Mr. Estrada challenges the receivership order on a number of grounds. He
complains that the trial court did not identify the legal and factual basis for its
decision to appoint a receiver, noting that the court neither cited any statutory
authority for its decision nor made findings on the necessary elements for appointing
a receiver under the business organizations code. See TEX. BUS. ORGS. CODE
§§ 11.403–.405. But because he did not request that the court issue findings of fact
and conclusions of law, we must infer the trial court made all findings and
conclusions necessary to support its order. See Waltenburg v. Waltenburg, 270
S.W.3d 308, 312 (Tex. App.—Dallas 2008, no pet.); Willms v. Americas Tire Co.,
Inc., 190 S.W.3d 796, 803 (Tex. App.—Dallas 2006, pet. denied).
Mr. Estrada also argues there is no evidence establishing the statutory
requirements for appointing a receiver, noting that Mr. Jafari failed to attach any
evidence to his motion or introduce any evidence at the hearing. At the hearing,
however, the trial court took judicial notice of all testimony and evidence introduced
at the trial. And because Mr. Estrada did not provide us with a reporter’s record from
the trial, we must presume the evidence admitted at trial sufficiently supports the
trial court’s ruling. See id.; Bennett v. Cochran, 96 S.W.3d 227, 230 (Tex. 2002).
–3– Mr. Estrada nevertheless contends the evidence introduced at trial cannot
support the trial court’s receivership decision because a trial court cannot judicially
notice evidence from prior proceedings without violating due process. But Mr.
Estrada did not preserve that issue through a timely objection or motion in the trial
court. See TEX. R. APP. P. 33.1; C.G. v. Tex. Dep’t of Fam. & Protective Servs., No.
03-22-00019-CV, 2022 WL 2069128, at *4 (Tex. App.—Austin (“[A] party must
object to the trial court’s taking of judicial notice or any error in the procedure is
waived.”); see also McIntyre v. Wilson, 50 S.W.3d 674, 688 (Tex. App.—Dallas
2001, pet. denied) (“As a rule, a claim, including a constitutional claim, must have
been asserted in the trial court in order to be raised on appeal.”).

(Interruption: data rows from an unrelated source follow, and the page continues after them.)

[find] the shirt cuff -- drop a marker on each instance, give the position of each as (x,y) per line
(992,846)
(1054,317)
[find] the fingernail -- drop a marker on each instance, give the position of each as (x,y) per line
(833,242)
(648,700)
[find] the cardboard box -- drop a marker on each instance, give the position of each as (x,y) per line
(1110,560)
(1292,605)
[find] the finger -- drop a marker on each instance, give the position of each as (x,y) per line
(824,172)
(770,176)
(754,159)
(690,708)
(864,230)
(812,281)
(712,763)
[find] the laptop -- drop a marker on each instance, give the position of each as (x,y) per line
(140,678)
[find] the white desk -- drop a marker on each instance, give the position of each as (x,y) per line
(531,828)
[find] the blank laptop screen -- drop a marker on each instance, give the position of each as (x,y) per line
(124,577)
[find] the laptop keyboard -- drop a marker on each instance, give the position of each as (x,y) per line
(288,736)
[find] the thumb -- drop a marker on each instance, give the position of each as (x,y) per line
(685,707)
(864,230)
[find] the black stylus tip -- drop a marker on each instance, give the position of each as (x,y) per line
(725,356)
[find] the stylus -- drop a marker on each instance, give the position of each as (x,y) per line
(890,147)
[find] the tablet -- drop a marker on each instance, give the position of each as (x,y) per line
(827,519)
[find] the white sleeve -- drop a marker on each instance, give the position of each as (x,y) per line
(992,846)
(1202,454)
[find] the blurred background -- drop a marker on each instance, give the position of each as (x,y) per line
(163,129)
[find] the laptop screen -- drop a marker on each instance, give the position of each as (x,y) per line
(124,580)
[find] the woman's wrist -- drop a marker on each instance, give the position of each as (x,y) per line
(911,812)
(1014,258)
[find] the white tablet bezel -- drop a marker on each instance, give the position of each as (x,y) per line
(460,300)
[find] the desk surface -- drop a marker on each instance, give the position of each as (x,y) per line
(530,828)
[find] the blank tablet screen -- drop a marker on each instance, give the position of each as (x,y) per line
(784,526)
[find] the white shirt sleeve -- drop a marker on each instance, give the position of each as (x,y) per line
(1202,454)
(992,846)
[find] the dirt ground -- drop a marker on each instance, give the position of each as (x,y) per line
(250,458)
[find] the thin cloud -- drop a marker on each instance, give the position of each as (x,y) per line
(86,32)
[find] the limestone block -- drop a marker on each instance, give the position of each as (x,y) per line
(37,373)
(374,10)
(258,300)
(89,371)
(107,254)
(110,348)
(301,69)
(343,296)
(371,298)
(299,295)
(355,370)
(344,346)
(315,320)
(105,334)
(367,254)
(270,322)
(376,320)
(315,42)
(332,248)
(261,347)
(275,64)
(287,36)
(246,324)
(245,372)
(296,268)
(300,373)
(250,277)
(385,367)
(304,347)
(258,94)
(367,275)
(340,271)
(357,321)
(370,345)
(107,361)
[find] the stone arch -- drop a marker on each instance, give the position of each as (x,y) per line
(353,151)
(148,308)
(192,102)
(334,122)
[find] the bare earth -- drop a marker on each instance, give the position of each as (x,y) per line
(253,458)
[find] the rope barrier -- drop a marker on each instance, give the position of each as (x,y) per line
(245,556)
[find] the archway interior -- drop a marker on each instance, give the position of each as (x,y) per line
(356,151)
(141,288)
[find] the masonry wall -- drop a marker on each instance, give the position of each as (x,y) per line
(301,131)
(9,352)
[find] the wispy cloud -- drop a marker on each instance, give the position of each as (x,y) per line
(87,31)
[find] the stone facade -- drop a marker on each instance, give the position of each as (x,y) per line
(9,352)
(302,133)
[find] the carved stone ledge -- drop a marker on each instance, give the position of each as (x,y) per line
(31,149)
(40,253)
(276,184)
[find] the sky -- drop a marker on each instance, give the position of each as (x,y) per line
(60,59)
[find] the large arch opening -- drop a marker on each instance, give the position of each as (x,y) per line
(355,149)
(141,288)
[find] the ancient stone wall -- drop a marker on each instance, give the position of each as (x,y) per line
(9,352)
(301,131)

Not only did Mr.
Estrada fail to object to the trial court taking judicial notice of the evidence admitted
at trial, he specifically confirmed he had no objection. Mr. Estrada cannot complain
for the first time on appeal that judicial notice was improper.
Mr. Estrada likewise failed to preserve his challenges based on civil procedure
rule 695a and civil practices and remedies code section 64.002(a). See TEX. R. APP.
P. 33.1; Hawkins v. Twin Montana, Inc., 810 S.W.2d 441, 444 (Tex. App.—Fort
Worth 1991, no writ); see also Davis v. Davis, No. 05-95-01813-CV, 1996 WL
200935, at *3 (Tex. App.—Dallas Apr. 17, 1996, no writ) (not designated for
publication) (appellant may not raise issue of applicant’s bond for first time on
appeal).
–4– Because Mr. Estrada has not provided an adequate record by which we can
determine the merits of his preserved issues, we presume the evidence sufficiently
supports the trial court’s implied findings and affirm the trial court’s order.
/Cory L. Carlyle/ 221227f.p05 CORY L. CARLYLE JUSTICE
–5– Court of Appeals Fifth District of Texas at Dallas JUDGMENT
JOSE ESTRADA, INDIVIDUALLY, On Appeal from the 429th Judicial AND AS A MEMBER OF JBL District Court, Collin County, Texas UNLIMITED, LLC, Appellant Trial Court Cause No. 429-03201- 2018. No. 05-22-01227-CV V. Opinion delivered by Justice Carlyle. Justices Smith and Kennedy BENNY JAFARI, Appellee participating.
In accordance with this Court’s opinion of this date, the trial court’s order appointing a receiver is AFFIRMED.
It is ORDERED that appellee Benny Jafari recover his costs of this appeal from appellant Jose Estrada.
Judgment entered this 11th day of September, 2023.